Позднее он не мог объяснить, что заставило его предать альтенштайнских крестьян. В сводках и в газетных заметках их частенько поругивали, писали, что они «плетутся в хвосте победоносного развития». Но виноваты в этом были не они одни: земля истощилась, луга поглотила Топь. Так альтенштайнские неудачники превратились в заговорщиков, после горьких разочарований пошли на жульничество. Господи, ведь им тоже хотелось жить, как и остальным крестьянам из зажиточных кооперативов в округе. Почему именно они, и так обиженные судьбой, должны ходить в бедняках. Кеттнер не мог точно сказать, что заставило его предать компанию. Быть может, ему понравился Друскат, а может, он почувствовал искренность в словах нового председателя, когда тот говорил о доверии, вот он и крикнул:
«Двенадцать. Одну корову забили».
«Кто?»
Друскат схватился за край стола.
Кеттнер не успел назвать имен, да, пожалуй, и не стал бы обвинять никого в отдельности, они все были в этом замешаны. Но он вообще не успел рот раскрыть, потому что Мальке и Хинцпетер стащили его со стула и в один голос заорали:
«Доносчик! Подхалим проклятый!»
Животное, мол, было ранено и чуть не подохло.
Кеттнер, молодой и сильный мужчина, попытался отделаться от вцепившейся в него нарочки, попробовал оттолкнуть их от себя. Мальке, покачнувшись, грохнулся об стену, женщины пронзительно взвизгнули и испуганно прижали руки к губам.
«Прекратить», — рявкнул Друскат.
Они действительно отстали от Кеттнера.
«Забить племенную корову — этого быть не может!»
Друскат не мог поверить, но Кеттнер, который, тяжело дыша, приводил в порядок одежду, показал на тарелку Друската.
«Ты сам ее с нами лопал».
Друскат в растерянности уставился на Кеттнера, пристально посмотрел на остальных и в ярости смахнул свою тарелку со стола.
«Послушайте, — завопила вне себя Цизенициха, — это наша собственная посуда, вы за нее заплатите».
Кеттнер собрался было уйти и, согнувшись, побрел к двери. Все провожали его взглядами. Он снял с вешалки шляпу, но затем повернулся и сказал:
«Друскат говорил о доверии, этого я не мог вынести. Как можно начинать что-то новое с нечистой совестью, с подлости? — Он снова повесил шляпу и сказал: — Я не хочу себя выгораживать. Я готов ответить за это безобразие».
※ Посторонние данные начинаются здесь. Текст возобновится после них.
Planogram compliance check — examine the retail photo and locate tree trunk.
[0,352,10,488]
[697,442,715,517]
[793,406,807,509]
«Давай поживем сегодня, браток, кто знает, что ждет нас завтра». Этим девизом открылся праздничный ужин, и вот теперь Кеттнер говорил о том, о чем в душе знал каждый: пиршество это даром не пройдет. Председатель в порыве гнева смахнул со стола тарелку, он обозлился, этот мрачный человек, значит, теперь всем придется держать ответ. Пора подумать, как спасти собственную шкуру.
Фрау Хинцпетер, рано состарившаяся женщина, продолжала сидеть с раскрытым ртом и выжидающим взглядом.
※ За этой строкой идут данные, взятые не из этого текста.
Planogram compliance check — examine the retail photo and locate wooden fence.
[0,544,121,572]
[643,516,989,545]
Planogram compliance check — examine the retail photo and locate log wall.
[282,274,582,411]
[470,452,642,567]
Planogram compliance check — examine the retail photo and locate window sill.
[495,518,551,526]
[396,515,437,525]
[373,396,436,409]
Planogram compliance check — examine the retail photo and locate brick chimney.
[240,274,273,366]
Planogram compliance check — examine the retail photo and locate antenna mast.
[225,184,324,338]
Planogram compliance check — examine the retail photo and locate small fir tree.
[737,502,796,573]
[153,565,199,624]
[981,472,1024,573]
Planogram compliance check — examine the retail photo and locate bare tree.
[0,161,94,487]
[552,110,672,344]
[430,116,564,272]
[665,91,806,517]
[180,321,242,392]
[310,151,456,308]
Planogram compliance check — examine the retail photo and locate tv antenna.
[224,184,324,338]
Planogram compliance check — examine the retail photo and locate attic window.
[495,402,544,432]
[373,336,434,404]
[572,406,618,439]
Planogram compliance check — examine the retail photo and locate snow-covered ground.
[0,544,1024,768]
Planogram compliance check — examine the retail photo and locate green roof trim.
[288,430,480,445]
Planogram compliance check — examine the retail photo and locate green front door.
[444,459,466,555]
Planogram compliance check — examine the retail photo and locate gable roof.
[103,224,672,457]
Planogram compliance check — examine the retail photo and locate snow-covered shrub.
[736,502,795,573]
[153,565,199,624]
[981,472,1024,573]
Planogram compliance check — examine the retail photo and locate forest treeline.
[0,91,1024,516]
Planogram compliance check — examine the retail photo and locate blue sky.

«Отвечать? За что? — удивилась она. — Это он, он прикончил корову, и притом собственноручно».
Альтенштайнские женщины согласно закивали, и фрау Хинцпетер закончила:
«Я знаю, что говорю».
«Все ее лопали!» — гневно возопила жена дояра и бросилась на доносчицу с явным намерением вцепиться бедняжке Хинцпетер в волосы.
«Перестаньте!»
Друскат треснул; кулаком по столу.
«Это дело я передам в прокуратуру, — громогласно возвестил он. — Несколько месяцев тюрьмы виновным обеспечено, это я обещаю».
Головы присутствующих поворачивались то в одну, то в другую сторону:
1 2 3 4 5 6 7 8 9 10 11 12 13 14 15 16 17 18 19 20 21 22 23 24 25 26 27 28 29 30 31 32 33 34 35 36 37 38 39 40 41 42 43 44 45 46 47 48 49 50 51 52 53 54 55 56 57 58 59 60 61 62 63 64 65 66 67 68 69 70 71 72 73 74 75 76 77 78 79 80 81 82 83 84 85 86 87 88 89 90 91 92 93 94 95 96 97 98 99 100 101 102 103 104 105 106 107 108 109 110 111 112 113 114 115 116 117
«Что-нибудь случилось?» — спросил Друскат.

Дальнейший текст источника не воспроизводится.